Weddings are definitely times for everyone to come together in love and recognition of the happy couple, but if you know you have some people best kept apart, it may be a good idea to start with fitting them into places you’re happy with. If you’re still worried about them causing problems, think about contingency plans – think about some of your other guests who you’d entrust with handling and minimising the situation. Let them know beforehand what you’re asking them to do, and put them on the same table. Also, if you feel this is appropriate, carefully raise the point with the people in question themselves, or get someone close to them to raise it for you in advance. (Again, deep breaths; we’re sure it’ll be absolutely fine, but being over-cautious here won’t hurt.)
Wedding tables are never as big as we’d like them to be, unless you’ve got huge long trestle tables. Instead of trying to stretch them to their absolute limit – always factor in elbow room! – just rest confident in the knowledge that people will talk to the people on the table next to them, and that there’ll be plenty of time for everyone to mingle and mix later.
It’s not all doom and gloom, then there’s the fun bit! Work out where everyone else will be sitting, and imagine how you’re going to feel when you’re announced as bride and groom and everyone’s there and beaming at you. As slips of paper aren’t the most sturdy of resources, susceptible as they are to the slightest wind or an inquisitive pet—make a hard copy of the plan as soon as its finalised – draw a tiny table map and then write accompanying lists.
Make sure you use names that are easily recognisable by the guest, too – don’t take it for granted that 3 Roberts will each of them be able to identify whether they’re Rob, Robbie or Robert. If you have guests with the same name who are easily distinguishable by their other half, think about writing them in as a couple on the seating plan – for example, Robbie & Mohini. Little things like this will vastly reduce the throng of guests all squinting to work out where they are when they’re called through – who knew weddings would involve traffic management too?!
For people who are still entirely clueless – and as an Ellie who once worked in a place where my colleagues were called Ella and Ellen and thus knows it can all get a bit too confusing—it might be worth having a bridesmaid, usher, or member of venue staff with a knowledge of the table plan to help completely lost souls.
Forget politics, think about the aesthetics
Now you know how to construct a fool-proof seating plan, you can turn to the fun bit of deciding how it’s going to look. The days where the only viable plans were A3 boards on an easel are long gone, and everyone is flexing their creative muscles here.
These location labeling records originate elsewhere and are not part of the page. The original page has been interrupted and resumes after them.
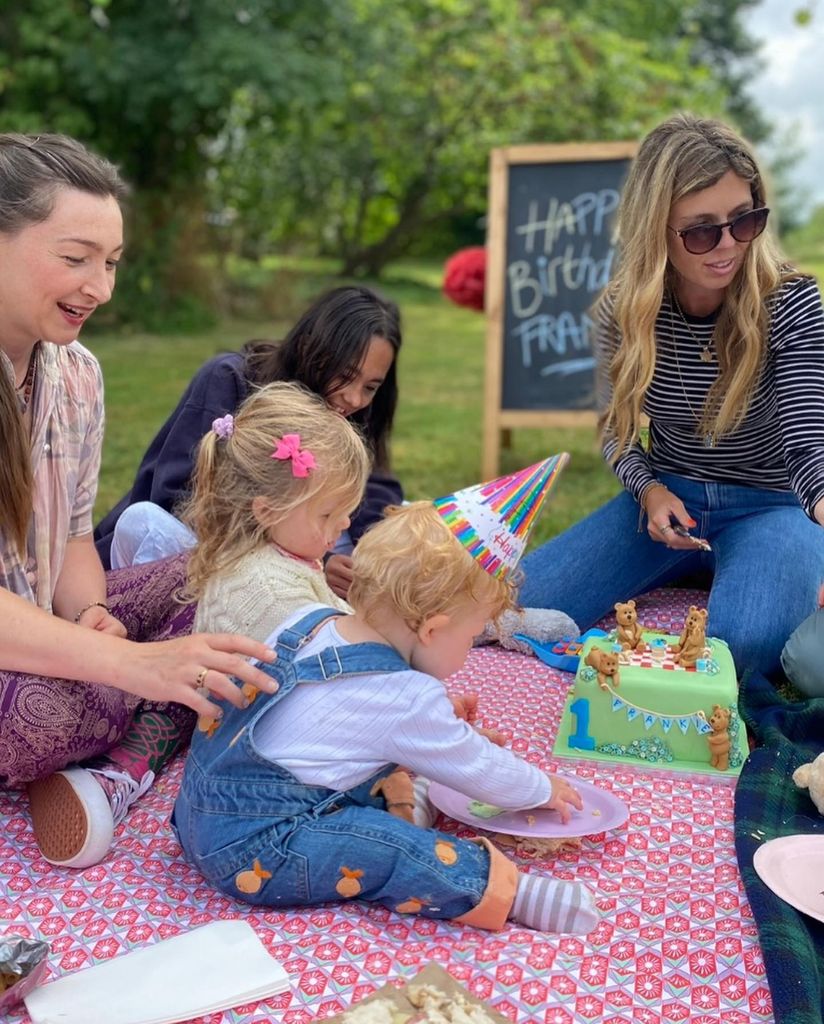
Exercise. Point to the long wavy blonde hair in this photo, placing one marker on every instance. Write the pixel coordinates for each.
(681, 157)
(232, 471)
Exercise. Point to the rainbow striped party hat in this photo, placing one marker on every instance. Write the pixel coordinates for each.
(493, 520)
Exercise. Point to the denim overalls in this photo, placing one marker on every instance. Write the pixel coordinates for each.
(258, 834)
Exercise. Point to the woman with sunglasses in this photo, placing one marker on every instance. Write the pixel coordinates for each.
(710, 335)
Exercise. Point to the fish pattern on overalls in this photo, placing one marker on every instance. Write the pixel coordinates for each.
(258, 834)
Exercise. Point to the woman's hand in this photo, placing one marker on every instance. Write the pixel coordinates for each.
(189, 670)
(563, 799)
(99, 619)
(661, 507)
(339, 573)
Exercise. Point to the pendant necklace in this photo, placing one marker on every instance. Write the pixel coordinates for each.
(26, 387)
(706, 354)
(708, 439)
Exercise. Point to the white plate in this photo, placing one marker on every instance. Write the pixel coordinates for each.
(793, 867)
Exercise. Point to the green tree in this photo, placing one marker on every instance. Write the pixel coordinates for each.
(430, 86)
(150, 85)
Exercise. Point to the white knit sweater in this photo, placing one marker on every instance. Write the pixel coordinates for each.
(260, 592)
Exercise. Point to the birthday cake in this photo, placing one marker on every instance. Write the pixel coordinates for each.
(650, 698)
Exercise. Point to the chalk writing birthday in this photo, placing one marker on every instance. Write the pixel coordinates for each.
(560, 259)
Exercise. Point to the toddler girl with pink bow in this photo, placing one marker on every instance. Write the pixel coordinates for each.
(273, 488)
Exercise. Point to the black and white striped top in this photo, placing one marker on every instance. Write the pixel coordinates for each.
(780, 443)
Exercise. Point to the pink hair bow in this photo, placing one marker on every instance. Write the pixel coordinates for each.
(223, 426)
(302, 459)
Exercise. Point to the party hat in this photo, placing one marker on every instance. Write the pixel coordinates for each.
(492, 520)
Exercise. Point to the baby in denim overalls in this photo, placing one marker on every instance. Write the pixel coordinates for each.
(280, 803)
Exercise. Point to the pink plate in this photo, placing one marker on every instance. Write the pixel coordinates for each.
(790, 865)
(601, 811)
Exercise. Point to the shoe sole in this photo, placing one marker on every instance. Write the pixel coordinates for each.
(63, 807)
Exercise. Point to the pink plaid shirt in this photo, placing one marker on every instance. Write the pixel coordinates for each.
(67, 438)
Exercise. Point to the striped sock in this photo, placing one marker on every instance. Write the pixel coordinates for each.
(553, 905)
(425, 813)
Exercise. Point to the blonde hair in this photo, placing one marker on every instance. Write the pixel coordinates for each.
(412, 562)
(681, 157)
(232, 471)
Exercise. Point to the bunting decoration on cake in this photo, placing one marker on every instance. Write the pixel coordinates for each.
(493, 520)
(696, 720)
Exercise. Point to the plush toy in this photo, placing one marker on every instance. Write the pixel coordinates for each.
(398, 794)
(719, 738)
(629, 626)
(811, 776)
(693, 637)
(539, 624)
(605, 664)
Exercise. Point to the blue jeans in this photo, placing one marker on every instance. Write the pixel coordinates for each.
(767, 563)
(257, 833)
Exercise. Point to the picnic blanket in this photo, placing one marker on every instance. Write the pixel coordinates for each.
(677, 941)
(769, 805)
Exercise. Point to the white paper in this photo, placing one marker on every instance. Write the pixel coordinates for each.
(212, 968)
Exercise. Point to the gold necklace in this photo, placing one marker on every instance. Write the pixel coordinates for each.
(708, 439)
(706, 354)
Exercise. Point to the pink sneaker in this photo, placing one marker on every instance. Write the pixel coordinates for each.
(75, 812)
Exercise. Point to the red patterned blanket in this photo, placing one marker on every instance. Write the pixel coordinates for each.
(677, 941)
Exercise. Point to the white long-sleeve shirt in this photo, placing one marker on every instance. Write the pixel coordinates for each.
(257, 594)
(339, 733)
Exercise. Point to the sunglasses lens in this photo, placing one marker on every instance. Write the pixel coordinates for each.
(749, 225)
(701, 239)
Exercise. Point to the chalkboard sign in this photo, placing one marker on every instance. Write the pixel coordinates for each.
(550, 253)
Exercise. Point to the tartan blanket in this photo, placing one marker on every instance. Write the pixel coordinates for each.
(769, 805)
(677, 941)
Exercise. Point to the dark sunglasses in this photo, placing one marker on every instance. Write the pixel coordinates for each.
(703, 238)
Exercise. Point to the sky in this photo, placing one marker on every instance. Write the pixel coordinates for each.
(790, 88)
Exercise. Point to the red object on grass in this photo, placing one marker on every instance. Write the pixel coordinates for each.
(464, 276)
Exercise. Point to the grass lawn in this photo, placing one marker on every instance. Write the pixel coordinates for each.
(437, 439)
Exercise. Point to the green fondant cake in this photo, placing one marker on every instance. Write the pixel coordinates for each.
(654, 711)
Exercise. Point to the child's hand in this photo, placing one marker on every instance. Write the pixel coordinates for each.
(466, 707)
(563, 798)
(339, 573)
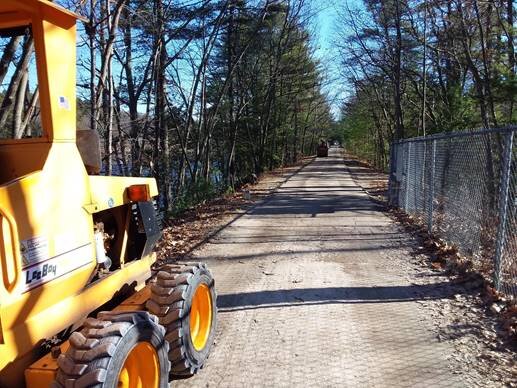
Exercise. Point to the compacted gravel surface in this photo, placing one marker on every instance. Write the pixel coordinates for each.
(317, 287)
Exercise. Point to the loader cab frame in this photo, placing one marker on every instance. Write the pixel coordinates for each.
(54, 31)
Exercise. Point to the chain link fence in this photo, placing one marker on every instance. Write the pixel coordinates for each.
(463, 187)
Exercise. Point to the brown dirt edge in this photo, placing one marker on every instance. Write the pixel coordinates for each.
(441, 256)
(184, 233)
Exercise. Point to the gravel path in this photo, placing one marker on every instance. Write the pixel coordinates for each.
(317, 287)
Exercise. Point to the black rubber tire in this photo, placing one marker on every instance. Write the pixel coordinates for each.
(98, 352)
(171, 300)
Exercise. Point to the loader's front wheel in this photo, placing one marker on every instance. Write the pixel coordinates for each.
(116, 350)
(184, 300)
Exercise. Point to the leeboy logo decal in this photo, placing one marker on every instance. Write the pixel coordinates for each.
(40, 274)
(37, 274)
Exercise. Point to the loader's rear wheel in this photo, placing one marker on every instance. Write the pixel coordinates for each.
(184, 300)
(116, 350)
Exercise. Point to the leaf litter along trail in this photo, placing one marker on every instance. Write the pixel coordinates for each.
(319, 287)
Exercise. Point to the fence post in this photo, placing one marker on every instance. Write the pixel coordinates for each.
(391, 182)
(431, 191)
(406, 201)
(503, 207)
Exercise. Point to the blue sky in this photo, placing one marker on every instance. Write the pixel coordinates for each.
(325, 26)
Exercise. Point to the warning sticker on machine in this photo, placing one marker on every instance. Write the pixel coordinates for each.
(41, 273)
(34, 250)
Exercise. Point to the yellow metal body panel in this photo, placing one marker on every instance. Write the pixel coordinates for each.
(47, 253)
(43, 372)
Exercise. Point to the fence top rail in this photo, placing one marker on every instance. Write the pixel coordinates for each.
(450, 135)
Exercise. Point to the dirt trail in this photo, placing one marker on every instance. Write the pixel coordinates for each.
(317, 288)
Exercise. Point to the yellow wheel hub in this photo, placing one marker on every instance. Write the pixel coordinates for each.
(141, 368)
(201, 317)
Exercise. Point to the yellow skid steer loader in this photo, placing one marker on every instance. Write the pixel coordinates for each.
(77, 306)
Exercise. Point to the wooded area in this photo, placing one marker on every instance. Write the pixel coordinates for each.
(422, 67)
(203, 95)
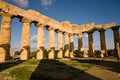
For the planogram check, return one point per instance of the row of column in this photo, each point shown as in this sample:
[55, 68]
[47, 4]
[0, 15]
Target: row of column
[25, 46]
[5, 37]
[102, 42]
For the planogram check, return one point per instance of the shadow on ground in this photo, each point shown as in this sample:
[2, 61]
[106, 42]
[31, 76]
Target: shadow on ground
[9, 64]
[56, 70]
[106, 64]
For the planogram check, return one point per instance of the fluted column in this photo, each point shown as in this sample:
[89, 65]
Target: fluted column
[116, 40]
[60, 49]
[66, 45]
[71, 46]
[90, 43]
[40, 41]
[80, 44]
[51, 46]
[5, 37]
[103, 43]
[25, 44]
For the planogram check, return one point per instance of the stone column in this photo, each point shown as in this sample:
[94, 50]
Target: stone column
[5, 37]
[66, 45]
[90, 43]
[51, 46]
[60, 49]
[71, 46]
[103, 43]
[40, 41]
[80, 44]
[25, 44]
[116, 40]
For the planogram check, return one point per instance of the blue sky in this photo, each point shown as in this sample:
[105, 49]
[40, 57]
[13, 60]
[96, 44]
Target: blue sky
[76, 11]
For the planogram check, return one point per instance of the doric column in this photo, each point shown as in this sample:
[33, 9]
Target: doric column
[66, 45]
[25, 44]
[60, 49]
[5, 37]
[71, 46]
[116, 40]
[90, 43]
[40, 41]
[103, 43]
[51, 46]
[80, 44]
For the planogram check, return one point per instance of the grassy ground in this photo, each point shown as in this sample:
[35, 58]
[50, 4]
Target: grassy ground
[43, 69]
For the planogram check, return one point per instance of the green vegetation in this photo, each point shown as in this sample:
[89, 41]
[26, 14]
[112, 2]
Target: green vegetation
[65, 69]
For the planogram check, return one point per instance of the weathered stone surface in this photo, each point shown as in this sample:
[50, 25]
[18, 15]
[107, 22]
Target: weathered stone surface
[51, 46]
[40, 41]
[25, 43]
[60, 49]
[103, 42]
[5, 37]
[71, 46]
[80, 44]
[90, 43]
[116, 40]
[7, 11]
[66, 45]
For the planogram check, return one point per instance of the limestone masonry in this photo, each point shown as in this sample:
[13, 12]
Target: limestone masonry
[8, 12]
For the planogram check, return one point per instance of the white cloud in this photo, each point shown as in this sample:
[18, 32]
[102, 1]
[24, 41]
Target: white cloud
[21, 3]
[46, 2]
[34, 38]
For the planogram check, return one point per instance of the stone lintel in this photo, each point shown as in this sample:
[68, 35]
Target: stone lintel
[25, 20]
[115, 28]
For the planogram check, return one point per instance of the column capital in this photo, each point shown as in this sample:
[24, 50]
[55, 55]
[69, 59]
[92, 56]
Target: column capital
[115, 28]
[6, 14]
[101, 30]
[90, 32]
[25, 20]
[71, 35]
[59, 31]
[40, 25]
[50, 29]
[66, 33]
[79, 34]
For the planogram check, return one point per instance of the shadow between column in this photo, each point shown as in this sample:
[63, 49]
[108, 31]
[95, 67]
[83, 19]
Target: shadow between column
[109, 65]
[56, 70]
[9, 64]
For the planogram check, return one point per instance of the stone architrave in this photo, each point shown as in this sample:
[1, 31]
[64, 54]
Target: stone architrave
[25, 43]
[91, 43]
[51, 46]
[103, 43]
[66, 45]
[40, 41]
[71, 46]
[5, 37]
[116, 40]
[60, 49]
[80, 44]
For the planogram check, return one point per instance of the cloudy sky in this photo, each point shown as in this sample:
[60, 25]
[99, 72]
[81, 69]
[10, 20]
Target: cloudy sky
[76, 11]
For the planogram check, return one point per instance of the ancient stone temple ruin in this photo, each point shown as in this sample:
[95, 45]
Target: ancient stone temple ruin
[8, 12]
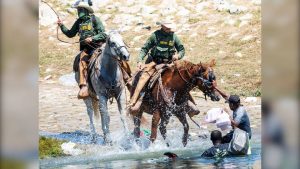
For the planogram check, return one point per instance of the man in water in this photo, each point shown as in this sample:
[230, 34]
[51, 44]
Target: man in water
[219, 149]
[239, 117]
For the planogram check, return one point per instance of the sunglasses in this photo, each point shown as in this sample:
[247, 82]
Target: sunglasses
[81, 9]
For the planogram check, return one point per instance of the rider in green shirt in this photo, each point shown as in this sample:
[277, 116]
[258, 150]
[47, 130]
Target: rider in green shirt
[91, 32]
[162, 45]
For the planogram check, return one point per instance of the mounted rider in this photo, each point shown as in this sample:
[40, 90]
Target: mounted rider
[163, 44]
[92, 35]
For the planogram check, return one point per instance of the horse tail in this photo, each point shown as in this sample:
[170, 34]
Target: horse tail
[95, 104]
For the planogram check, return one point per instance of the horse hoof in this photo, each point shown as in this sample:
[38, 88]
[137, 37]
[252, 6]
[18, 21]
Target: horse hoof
[93, 139]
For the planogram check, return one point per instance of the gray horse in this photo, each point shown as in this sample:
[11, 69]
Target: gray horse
[107, 82]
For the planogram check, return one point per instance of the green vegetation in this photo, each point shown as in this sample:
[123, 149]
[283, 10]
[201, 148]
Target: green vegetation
[59, 57]
[49, 147]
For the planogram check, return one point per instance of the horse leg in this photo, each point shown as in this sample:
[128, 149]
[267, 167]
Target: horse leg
[163, 128]
[137, 123]
[182, 119]
[155, 121]
[105, 119]
[121, 100]
[90, 111]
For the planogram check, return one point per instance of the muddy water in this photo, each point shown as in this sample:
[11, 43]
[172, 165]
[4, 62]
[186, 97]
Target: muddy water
[60, 111]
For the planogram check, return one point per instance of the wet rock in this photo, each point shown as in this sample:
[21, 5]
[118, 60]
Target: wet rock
[68, 80]
[48, 77]
[71, 10]
[222, 81]
[104, 17]
[234, 35]
[183, 12]
[168, 7]
[200, 6]
[230, 22]
[48, 70]
[250, 99]
[243, 23]
[51, 38]
[238, 54]
[212, 34]
[69, 148]
[247, 38]
[148, 9]
[147, 27]
[256, 2]
[223, 5]
[247, 16]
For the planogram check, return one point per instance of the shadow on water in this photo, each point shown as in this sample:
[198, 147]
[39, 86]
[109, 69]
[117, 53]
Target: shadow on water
[152, 157]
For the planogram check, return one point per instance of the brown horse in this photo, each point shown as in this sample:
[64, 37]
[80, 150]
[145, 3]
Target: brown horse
[170, 96]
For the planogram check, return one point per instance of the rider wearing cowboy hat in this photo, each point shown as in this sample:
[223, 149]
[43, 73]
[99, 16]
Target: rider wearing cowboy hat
[162, 44]
[91, 33]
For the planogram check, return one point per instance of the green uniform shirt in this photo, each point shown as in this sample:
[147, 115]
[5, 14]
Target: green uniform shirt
[160, 41]
[89, 26]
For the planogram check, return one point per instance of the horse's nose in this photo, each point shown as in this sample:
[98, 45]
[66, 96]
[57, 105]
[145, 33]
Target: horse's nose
[126, 57]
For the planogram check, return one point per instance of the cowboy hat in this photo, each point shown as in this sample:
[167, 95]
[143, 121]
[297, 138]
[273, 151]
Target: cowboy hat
[85, 5]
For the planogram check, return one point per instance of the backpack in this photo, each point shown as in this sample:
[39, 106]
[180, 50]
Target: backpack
[239, 143]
If you fancy departing from tradition too, we’ve got some inspo for you below:
Update the easel with a blackboard, mirror, photoframe, or pallet
We love these examples from The Chalk Spot.
Don’t have a seating plan – have a painted sign telling people they can sit wherever they like, and place it near a table full of escort cards or gifts for people to take to their table with them
This is a great example from Heather Elizabeth Photography.
Depart from the 2D with a wishing tree, crates or a ladder filled with pot plants, or a bicycle wheel, chest of drawers or typewriter.
How cute is this daisy decorated bike wheel from Magpie Eye Photography?
Use photos instead of names, embarrassing your guests just before your best man embarrasses you!